County Fair Mall is a shopping mall in New Minas, Nova Scotia, Canada. It is located on Commercial Street, the main big-box shopping area for the Annapolis Valley. Behind the mall, Nova Scotia Highway 101 includes a interchange, connecting to the mall from Granite Drive. It is one of two malls in the region, the other being Greenwood Mall.

==History==
County Fair Mall opened for business in October 1974. It featured multiple anchor tenants including Dominion, Sears and Zellers County Fair.

Dominion left the Nova Scotian market in 1985 after the chain was purchased by A&P. The space was later occupied by SaveEasy, then Sobeys in the late 1990s.

Zellers left the mall on March 16, 2013, remaining vacant for multiple years. On August 11, 2016, the end section of the store was filled in with Value Village, while the rest of the store remained empty.

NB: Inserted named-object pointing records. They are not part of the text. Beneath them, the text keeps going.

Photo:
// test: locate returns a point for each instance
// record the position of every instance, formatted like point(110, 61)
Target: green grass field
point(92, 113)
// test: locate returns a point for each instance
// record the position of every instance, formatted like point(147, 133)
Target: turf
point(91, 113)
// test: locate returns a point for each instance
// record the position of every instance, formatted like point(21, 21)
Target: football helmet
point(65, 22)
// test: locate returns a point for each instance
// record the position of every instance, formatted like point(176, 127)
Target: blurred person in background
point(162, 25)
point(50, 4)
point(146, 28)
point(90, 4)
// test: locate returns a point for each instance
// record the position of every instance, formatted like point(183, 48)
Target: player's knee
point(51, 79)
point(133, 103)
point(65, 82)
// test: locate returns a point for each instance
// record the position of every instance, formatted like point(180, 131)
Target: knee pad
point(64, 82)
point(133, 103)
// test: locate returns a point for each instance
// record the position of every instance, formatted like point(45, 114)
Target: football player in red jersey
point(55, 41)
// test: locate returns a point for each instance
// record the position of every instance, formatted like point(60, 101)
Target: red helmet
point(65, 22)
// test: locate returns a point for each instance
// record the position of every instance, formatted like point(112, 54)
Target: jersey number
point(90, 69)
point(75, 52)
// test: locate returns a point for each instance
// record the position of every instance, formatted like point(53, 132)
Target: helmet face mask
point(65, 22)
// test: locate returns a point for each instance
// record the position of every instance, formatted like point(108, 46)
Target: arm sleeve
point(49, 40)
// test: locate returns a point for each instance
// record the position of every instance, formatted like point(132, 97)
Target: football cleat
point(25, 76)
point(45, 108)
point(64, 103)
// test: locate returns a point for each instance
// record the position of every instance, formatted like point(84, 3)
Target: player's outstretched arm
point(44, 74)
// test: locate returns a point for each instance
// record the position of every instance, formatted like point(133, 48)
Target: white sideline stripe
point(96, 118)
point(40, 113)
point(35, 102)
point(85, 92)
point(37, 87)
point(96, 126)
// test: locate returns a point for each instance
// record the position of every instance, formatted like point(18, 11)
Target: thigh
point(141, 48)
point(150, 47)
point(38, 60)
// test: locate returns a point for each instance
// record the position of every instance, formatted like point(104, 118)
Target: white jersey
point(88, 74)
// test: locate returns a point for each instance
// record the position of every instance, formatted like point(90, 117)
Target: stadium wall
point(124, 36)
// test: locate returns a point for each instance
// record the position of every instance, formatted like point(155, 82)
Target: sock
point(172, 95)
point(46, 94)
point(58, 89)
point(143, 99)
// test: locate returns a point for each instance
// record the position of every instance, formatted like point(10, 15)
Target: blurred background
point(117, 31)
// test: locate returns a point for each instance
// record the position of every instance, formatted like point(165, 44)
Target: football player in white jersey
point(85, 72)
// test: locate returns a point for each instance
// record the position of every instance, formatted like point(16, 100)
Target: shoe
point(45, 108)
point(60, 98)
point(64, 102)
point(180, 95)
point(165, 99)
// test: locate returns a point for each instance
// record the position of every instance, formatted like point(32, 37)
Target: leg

Sears shuttered on November 30, 2016, leaving another anchor tenant vacant. The store is still empty as of 2026.

==Tenants==
There are approximately 52 tenants spaces located in the mall. As of July 2026, only 22 are occupied.

Anchor tenants:

- Canadian Tire - Outparcel (50,000 sq. ft.)
- Sobeys (47,448 sq. ft.)
- Value Village (28,049 sq. ft.)

Notable former tenants:

- Dominion, now Sobeys.
- Great Canadian Dollar Store, now vacant.
- Lawtons Drugs, now vacant.
- SaveEasy, now Sobeys.
- Sears, now vacant.
- Zellers, split between Value Village and vacant space.

==Public transportation==
The mall is serviced by Kings Transit, who includes a bus stop outside of the main mall entrance.